= Gyárfás–Sumner conjecture =

Unsolved problem in mathematics: Does forbidding both a tree and a clique as induced subgraphs produce graphs of bounded chromatic number?

In graph theory, the Gyárfás–Sumner conjecture says that for any fixed tree $T$, the class of all $T$-free graphs is $\chi$-bounded; that is, every graph that contains neither $T$ nor $K_t$ as an induced subgraph can be properly colored using a constant number of colors, depending only on $T$ and $t$.
Equivalently, it says that every $K_t$-free graph $G$ contains any arbitrarily chosen tree $T$ (as an induced subgraph), as long as $\chi(G)$ is large enough.
It is named after András Gyárfás and David Sumner, who formulated it independently in 1975 and 1981 respectively. It remains unproven.
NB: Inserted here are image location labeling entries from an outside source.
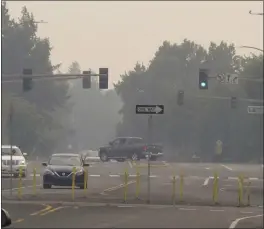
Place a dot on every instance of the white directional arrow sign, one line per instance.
(149, 109)
(228, 78)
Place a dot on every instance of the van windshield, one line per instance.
(15, 151)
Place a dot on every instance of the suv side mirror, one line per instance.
(5, 218)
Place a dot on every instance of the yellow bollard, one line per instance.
(181, 186)
(125, 186)
(173, 189)
(73, 182)
(215, 188)
(34, 182)
(20, 183)
(248, 193)
(85, 181)
(137, 182)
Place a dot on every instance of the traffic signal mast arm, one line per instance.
(46, 76)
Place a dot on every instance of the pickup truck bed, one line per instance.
(132, 148)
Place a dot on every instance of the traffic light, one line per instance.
(233, 102)
(180, 97)
(27, 79)
(103, 78)
(87, 80)
(203, 79)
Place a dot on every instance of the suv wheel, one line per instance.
(46, 186)
(103, 157)
(134, 157)
(121, 160)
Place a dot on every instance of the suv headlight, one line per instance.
(48, 172)
(80, 172)
(22, 162)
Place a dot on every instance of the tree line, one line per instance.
(54, 115)
(206, 115)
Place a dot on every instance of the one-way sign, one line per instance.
(149, 109)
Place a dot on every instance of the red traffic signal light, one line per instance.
(180, 97)
(203, 79)
(103, 78)
(27, 79)
(86, 80)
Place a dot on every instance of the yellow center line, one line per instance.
(52, 210)
(48, 207)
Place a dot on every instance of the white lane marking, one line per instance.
(30, 186)
(132, 175)
(187, 209)
(232, 178)
(206, 181)
(116, 187)
(228, 168)
(114, 175)
(235, 222)
(37, 175)
(131, 166)
(253, 178)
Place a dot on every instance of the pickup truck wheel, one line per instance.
(134, 157)
(103, 157)
(120, 160)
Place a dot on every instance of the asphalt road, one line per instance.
(37, 215)
(106, 184)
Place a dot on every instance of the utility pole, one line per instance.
(11, 146)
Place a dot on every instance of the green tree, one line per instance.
(22, 48)
(200, 122)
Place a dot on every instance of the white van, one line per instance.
(18, 161)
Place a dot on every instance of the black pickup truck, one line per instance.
(133, 148)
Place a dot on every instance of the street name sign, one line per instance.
(255, 109)
(149, 109)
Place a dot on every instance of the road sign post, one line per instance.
(149, 142)
(150, 110)
(11, 146)
(228, 78)
(257, 110)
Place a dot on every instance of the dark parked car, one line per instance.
(59, 170)
(5, 218)
(134, 148)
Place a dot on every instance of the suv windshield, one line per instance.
(15, 151)
(65, 160)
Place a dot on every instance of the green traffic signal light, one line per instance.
(203, 79)
(27, 79)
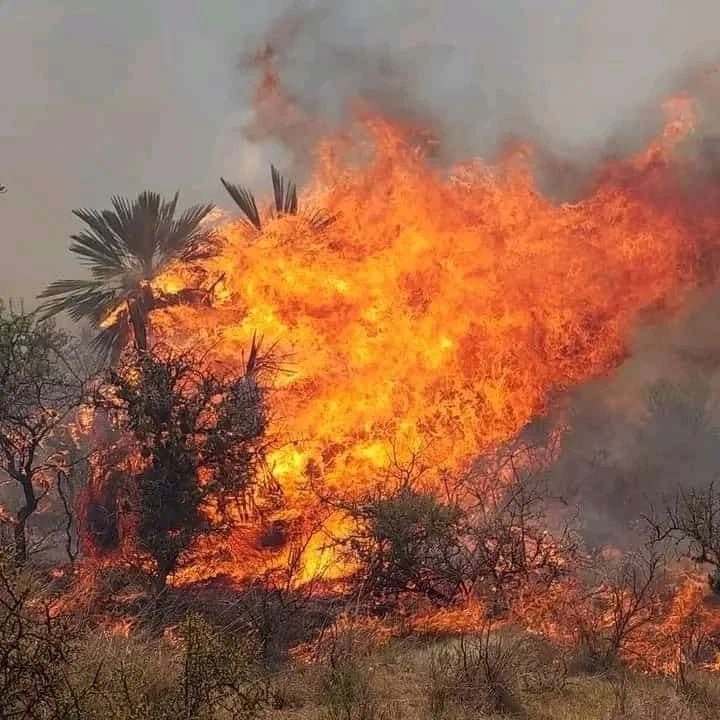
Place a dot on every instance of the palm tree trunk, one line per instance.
(139, 323)
(19, 530)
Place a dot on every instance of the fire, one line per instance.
(441, 311)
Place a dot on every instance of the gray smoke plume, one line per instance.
(102, 97)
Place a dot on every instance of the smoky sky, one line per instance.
(100, 97)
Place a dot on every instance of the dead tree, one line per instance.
(692, 520)
(39, 389)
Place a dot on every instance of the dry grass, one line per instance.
(398, 678)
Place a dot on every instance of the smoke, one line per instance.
(102, 98)
(653, 427)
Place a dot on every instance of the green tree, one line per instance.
(199, 437)
(40, 386)
(126, 248)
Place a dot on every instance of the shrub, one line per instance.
(210, 675)
(37, 651)
(481, 675)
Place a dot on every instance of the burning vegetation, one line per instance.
(368, 463)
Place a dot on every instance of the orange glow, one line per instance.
(442, 310)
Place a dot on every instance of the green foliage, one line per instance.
(198, 435)
(480, 675)
(125, 249)
(407, 541)
(489, 539)
(203, 675)
(346, 692)
(37, 679)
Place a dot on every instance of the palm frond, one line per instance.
(186, 238)
(285, 194)
(319, 220)
(245, 201)
(110, 341)
(81, 299)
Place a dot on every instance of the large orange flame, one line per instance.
(443, 309)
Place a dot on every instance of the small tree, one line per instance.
(40, 387)
(486, 536)
(197, 436)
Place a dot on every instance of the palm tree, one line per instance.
(125, 249)
(286, 203)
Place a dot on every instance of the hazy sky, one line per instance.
(101, 97)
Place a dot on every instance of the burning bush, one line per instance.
(488, 539)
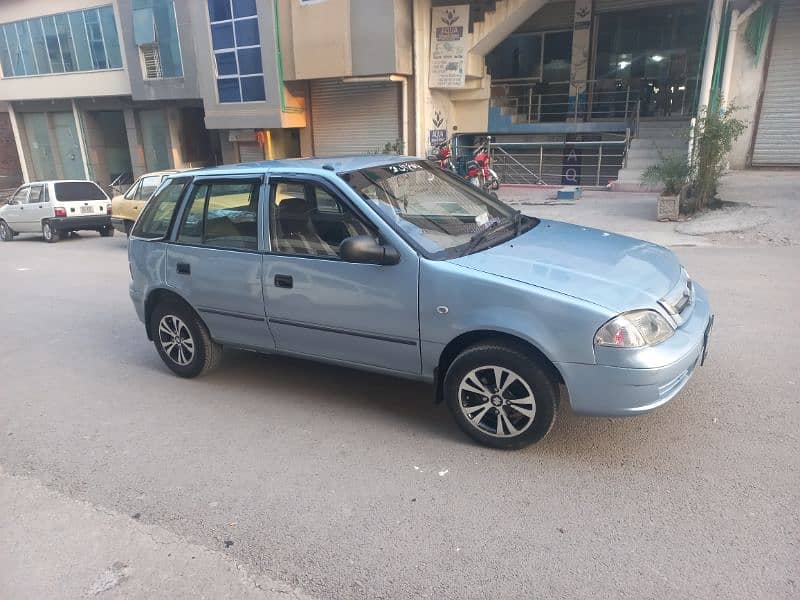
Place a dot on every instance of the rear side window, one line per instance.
(36, 195)
(75, 191)
(154, 222)
(223, 214)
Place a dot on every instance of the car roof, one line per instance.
(59, 181)
(163, 172)
(327, 164)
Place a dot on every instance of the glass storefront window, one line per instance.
(651, 54)
(159, 17)
(237, 50)
(82, 40)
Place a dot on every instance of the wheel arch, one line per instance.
(471, 338)
(159, 295)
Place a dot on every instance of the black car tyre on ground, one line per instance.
(50, 235)
(182, 340)
(500, 395)
(6, 235)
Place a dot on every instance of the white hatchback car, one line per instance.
(56, 208)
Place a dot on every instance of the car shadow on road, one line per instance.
(404, 403)
(344, 391)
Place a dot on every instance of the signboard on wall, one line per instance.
(571, 167)
(449, 29)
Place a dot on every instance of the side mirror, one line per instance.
(364, 249)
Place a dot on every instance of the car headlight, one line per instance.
(634, 329)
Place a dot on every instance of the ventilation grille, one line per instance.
(151, 61)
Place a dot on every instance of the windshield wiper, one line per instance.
(480, 236)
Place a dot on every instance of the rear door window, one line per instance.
(222, 214)
(21, 197)
(132, 190)
(156, 218)
(147, 187)
(78, 191)
(36, 194)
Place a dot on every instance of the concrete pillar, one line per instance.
(20, 142)
(711, 52)
(581, 51)
(175, 125)
(134, 143)
(81, 139)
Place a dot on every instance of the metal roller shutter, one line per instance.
(354, 118)
(250, 152)
(621, 5)
(778, 136)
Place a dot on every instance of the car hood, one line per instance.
(611, 270)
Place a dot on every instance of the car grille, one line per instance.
(680, 299)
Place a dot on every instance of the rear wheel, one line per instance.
(500, 396)
(51, 236)
(182, 340)
(6, 235)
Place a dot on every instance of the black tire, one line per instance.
(50, 235)
(206, 353)
(6, 235)
(531, 380)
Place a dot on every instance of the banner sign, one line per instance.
(571, 167)
(449, 29)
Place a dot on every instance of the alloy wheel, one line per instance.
(497, 401)
(176, 340)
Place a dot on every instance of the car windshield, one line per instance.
(76, 191)
(439, 214)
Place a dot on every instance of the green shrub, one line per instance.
(673, 171)
(715, 130)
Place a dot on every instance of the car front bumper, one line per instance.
(80, 223)
(619, 391)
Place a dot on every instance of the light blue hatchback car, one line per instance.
(394, 265)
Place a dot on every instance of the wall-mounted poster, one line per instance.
(449, 29)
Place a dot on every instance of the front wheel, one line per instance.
(182, 340)
(500, 396)
(6, 235)
(50, 235)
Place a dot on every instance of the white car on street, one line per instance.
(55, 209)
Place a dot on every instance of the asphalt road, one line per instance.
(352, 485)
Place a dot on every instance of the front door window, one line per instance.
(307, 220)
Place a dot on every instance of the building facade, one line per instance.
(109, 89)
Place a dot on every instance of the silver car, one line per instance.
(394, 265)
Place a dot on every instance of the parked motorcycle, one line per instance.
(443, 156)
(479, 171)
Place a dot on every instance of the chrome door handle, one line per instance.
(284, 281)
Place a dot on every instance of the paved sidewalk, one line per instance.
(56, 547)
(762, 208)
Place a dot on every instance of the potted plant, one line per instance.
(715, 131)
(672, 172)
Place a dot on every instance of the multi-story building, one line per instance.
(103, 88)
(127, 86)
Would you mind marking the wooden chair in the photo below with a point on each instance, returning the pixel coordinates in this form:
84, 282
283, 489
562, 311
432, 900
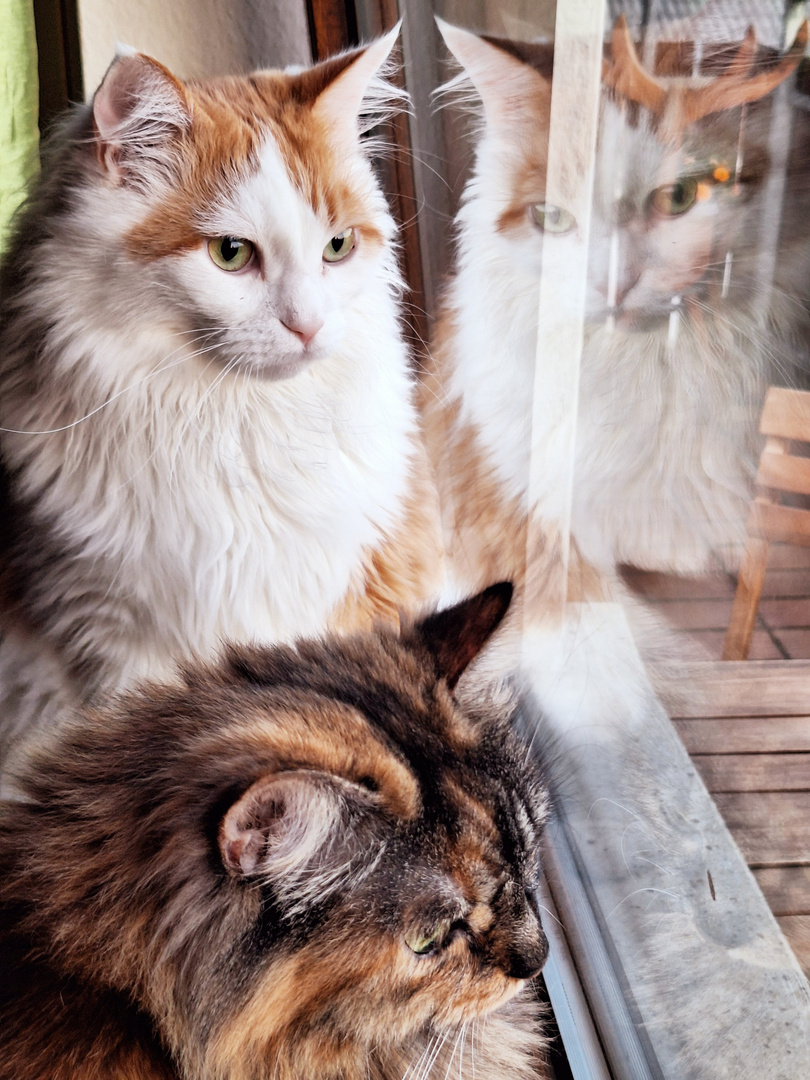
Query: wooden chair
785, 419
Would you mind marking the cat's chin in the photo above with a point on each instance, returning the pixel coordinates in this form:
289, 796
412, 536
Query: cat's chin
277, 370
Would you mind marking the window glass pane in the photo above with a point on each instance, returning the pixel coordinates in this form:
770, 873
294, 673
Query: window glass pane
628, 275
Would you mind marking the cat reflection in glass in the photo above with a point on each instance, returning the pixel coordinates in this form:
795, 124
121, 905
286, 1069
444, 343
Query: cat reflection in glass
684, 331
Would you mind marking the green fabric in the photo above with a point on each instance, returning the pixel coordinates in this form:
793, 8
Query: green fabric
18, 107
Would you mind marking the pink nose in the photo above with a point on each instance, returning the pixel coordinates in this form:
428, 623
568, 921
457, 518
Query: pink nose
305, 329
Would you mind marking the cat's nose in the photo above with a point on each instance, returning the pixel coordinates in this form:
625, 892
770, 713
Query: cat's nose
526, 959
304, 327
520, 947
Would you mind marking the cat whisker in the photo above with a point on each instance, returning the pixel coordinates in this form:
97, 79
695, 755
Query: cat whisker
549, 913
635, 892
163, 366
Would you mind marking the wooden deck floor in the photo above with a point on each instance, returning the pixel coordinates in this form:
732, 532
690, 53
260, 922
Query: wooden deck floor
752, 741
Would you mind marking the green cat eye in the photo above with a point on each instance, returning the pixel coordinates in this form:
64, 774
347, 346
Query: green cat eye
423, 943
552, 218
674, 199
229, 253
339, 246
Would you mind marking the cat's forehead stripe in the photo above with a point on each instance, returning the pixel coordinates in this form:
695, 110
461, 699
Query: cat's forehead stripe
337, 740
232, 120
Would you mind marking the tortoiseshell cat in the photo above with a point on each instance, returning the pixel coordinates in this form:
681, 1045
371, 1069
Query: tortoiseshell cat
683, 334
207, 427
307, 861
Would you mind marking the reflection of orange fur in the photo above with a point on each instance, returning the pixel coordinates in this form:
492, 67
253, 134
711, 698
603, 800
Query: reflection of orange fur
486, 534
404, 574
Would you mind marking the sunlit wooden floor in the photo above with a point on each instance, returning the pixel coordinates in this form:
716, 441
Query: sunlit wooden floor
750, 737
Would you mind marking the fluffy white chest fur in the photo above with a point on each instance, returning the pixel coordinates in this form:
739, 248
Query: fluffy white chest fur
206, 402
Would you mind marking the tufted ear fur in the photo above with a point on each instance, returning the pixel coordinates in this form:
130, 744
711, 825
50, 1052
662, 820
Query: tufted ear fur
360, 90
457, 635
138, 110
507, 85
279, 826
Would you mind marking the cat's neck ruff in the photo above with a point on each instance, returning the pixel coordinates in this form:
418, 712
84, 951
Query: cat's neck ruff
238, 505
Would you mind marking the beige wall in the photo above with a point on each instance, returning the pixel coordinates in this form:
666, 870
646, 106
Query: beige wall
194, 37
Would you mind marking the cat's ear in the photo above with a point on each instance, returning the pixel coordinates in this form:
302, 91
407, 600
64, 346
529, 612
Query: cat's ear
282, 822
138, 110
359, 95
457, 635
508, 88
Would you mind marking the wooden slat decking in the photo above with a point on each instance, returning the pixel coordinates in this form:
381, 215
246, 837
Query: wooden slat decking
748, 736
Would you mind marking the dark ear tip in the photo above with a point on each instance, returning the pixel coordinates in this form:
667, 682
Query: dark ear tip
502, 591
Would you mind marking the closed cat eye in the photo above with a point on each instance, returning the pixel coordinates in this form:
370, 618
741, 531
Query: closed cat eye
230, 253
674, 199
339, 246
552, 218
422, 943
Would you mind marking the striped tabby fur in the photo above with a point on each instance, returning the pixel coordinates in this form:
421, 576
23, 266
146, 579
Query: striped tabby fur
218, 880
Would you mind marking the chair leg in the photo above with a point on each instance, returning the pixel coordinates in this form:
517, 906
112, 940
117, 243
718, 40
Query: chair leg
746, 599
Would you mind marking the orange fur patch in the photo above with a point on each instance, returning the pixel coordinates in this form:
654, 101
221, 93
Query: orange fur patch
231, 119
404, 572
337, 740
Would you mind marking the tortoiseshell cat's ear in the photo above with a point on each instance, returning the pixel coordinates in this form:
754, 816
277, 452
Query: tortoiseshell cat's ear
137, 111
283, 821
457, 635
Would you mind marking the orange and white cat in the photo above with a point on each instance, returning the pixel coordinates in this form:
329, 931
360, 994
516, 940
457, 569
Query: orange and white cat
206, 404
680, 339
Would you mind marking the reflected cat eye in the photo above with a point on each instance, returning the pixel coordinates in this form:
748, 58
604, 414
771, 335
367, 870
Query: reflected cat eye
674, 199
424, 943
339, 246
230, 253
552, 218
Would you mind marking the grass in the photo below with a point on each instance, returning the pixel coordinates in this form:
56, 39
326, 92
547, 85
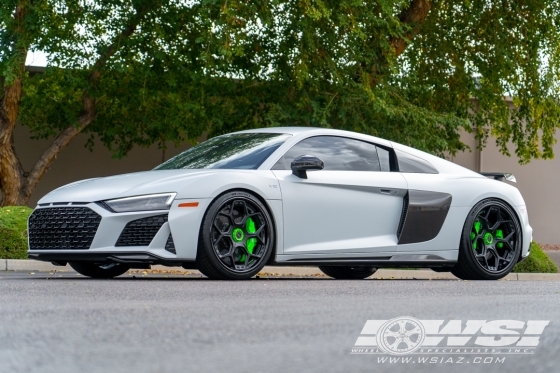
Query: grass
13, 232
537, 262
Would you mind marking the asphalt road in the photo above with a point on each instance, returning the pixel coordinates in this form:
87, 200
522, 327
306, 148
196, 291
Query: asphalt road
162, 324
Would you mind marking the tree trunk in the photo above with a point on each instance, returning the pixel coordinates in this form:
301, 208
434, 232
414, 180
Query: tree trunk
15, 184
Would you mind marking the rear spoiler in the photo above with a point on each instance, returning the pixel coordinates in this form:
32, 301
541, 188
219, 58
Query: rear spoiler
500, 176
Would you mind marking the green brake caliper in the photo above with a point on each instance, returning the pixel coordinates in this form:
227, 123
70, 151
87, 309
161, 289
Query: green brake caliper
476, 227
238, 236
500, 235
251, 229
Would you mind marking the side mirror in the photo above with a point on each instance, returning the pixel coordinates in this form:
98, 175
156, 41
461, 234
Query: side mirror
305, 163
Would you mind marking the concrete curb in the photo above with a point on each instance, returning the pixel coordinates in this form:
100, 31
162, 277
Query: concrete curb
387, 274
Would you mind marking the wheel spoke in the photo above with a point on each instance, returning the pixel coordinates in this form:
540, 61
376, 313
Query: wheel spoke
394, 345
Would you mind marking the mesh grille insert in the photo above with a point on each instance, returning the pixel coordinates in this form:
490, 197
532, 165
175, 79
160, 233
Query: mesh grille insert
141, 232
170, 245
62, 228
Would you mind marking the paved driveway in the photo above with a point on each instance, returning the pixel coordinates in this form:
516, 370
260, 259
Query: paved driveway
189, 324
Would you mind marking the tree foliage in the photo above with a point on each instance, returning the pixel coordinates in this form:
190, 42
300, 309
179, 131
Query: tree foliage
415, 71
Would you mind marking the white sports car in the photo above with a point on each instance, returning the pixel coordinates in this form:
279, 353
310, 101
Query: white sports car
345, 202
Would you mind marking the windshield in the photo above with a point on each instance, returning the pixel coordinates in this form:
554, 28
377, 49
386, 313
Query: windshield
235, 151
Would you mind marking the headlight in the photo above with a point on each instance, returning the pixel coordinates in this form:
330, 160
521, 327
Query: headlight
142, 203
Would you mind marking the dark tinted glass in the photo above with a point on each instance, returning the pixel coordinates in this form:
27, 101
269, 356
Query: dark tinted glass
338, 153
384, 159
413, 164
235, 151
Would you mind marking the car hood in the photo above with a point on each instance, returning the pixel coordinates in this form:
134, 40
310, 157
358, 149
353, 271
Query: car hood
139, 183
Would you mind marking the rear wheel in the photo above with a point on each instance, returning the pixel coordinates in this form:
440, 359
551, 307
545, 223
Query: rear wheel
491, 242
348, 273
99, 270
236, 237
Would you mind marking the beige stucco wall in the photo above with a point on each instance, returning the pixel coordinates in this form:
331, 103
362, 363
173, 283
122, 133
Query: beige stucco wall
538, 182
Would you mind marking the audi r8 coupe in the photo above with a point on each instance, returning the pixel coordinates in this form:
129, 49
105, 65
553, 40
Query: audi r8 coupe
345, 202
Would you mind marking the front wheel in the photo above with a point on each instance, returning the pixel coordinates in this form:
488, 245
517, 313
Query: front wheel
490, 243
99, 270
236, 237
348, 273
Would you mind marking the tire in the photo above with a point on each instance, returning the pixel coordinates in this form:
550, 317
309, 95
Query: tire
348, 273
236, 238
490, 242
99, 270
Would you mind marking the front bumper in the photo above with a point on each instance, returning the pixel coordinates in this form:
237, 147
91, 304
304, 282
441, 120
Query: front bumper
182, 223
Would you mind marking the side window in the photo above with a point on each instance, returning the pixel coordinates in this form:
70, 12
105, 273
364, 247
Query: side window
338, 153
413, 164
384, 159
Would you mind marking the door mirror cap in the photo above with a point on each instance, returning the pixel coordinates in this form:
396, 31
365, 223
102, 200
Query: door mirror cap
304, 163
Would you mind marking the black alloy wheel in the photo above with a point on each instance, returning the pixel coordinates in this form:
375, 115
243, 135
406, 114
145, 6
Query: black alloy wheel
236, 238
99, 270
491, 242
348, 273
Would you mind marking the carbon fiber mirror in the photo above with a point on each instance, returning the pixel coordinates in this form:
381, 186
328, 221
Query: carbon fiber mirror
304, 163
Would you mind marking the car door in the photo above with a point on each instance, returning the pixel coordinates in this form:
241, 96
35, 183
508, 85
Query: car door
351, 206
In this conjecture, it is not possible to replace $T$ by a graph with cycles. As Paul Erdős and András Hajnal have shown, there exist graphs with arbitrarily large chromatic number and, at the same time, arbitrarily large girth. Using these graphs, one can obtain graphs that avoid any fixed choice of a cyclic graph and clique (of more than two vertices) as induced subgraphs, and exceed any fixed bound on the chromatic number.

The conjecture is known to be true for certain special choices of $T$, including paths, stars, and trees of radius two.
It is also known that, for any tree $T$, the graphs that do not contain any subdivision of $T$ are $\chi$-bounded.